White "won the 1973 Nobel Prize in Literature and international acclaim as a harsh but authentic voice of his homeland… he was the first writer with Australian roots to be widely read abroad and the only Australian writer ever selected for the Nobel Prize… The Swedish Academy, selecting White from a list that included Graham Greene, Vladimir Nabokov and Andre Malraux, called his work 'an epic and psychological narrative art which has introduced a new continent into literature'" (New York Times). Awarded the prestigious Australian Literature Society gold medal in 1939, Happy Valley is "a dazzling first novel… the exhilarating performance of a great writer in the making" (Craven, Jackeroo Epic).
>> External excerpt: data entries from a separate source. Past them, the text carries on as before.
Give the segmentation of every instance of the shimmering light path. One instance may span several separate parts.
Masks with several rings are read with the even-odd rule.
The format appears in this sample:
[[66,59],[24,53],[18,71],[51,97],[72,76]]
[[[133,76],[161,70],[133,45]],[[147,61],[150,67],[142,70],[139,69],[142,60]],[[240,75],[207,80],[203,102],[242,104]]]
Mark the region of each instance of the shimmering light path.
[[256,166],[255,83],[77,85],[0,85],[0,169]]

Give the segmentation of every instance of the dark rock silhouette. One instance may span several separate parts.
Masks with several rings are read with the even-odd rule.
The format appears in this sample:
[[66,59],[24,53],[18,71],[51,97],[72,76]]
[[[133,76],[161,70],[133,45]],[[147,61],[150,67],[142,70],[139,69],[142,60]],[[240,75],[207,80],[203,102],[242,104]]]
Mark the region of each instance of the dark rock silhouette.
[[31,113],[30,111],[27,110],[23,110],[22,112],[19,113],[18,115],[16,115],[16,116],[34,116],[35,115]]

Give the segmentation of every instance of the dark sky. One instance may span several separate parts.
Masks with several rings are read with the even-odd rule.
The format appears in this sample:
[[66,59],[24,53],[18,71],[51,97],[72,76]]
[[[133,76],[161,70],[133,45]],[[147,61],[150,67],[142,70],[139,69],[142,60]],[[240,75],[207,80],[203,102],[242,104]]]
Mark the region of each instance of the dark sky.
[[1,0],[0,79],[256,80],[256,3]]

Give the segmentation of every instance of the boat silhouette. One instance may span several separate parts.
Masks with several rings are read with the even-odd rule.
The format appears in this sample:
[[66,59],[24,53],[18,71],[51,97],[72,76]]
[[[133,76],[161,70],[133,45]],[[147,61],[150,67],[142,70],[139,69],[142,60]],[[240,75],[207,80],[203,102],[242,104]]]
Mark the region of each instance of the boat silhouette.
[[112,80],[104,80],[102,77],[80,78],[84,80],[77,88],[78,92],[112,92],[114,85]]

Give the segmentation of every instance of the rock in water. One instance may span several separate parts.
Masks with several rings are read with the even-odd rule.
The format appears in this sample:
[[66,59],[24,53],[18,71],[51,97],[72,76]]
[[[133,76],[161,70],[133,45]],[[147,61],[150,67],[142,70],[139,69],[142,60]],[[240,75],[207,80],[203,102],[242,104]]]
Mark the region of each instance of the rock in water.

White, born in London while his Australian parents were abroad, was educated in Cambridge and wrote Happy Valley in England in the late 1930s. Soon after its publication in London, he traveled to the U.S. seeking an American publisher. After several rejections he met Ben Huebsch of Viking, who accepted it for publication. Huebsch, publisher of Lawrence and Joyce, was described by White's biographer David Marr as "the rock on which Patrick White's career was built" (Patrick White, 127). Huebsch also accepted the manuscript for White's next book, The Living and the Dead (1941), earlier rejected by Harrup in London. With that, "Marr notes that an important pattern had been set for the next 15 years: 'immediate acceptance of White's work in New York and a struggle to find a publisher in London'. As Simon During argues, White's reputation was first established in New York, then in London, and eventually imported back to Australia" (Cambridge History of Australian Literature, 250). "Printed in May 1940" on copyright page. Preceded by the 1939 first English edition. "White later rejected Happy Valley as prentice work" and never allowed its republication in English in his lifetime (Australian Dictionary of Biography).

Book fine; light edge-wear, mild toning to spine of extremely good dust jacket.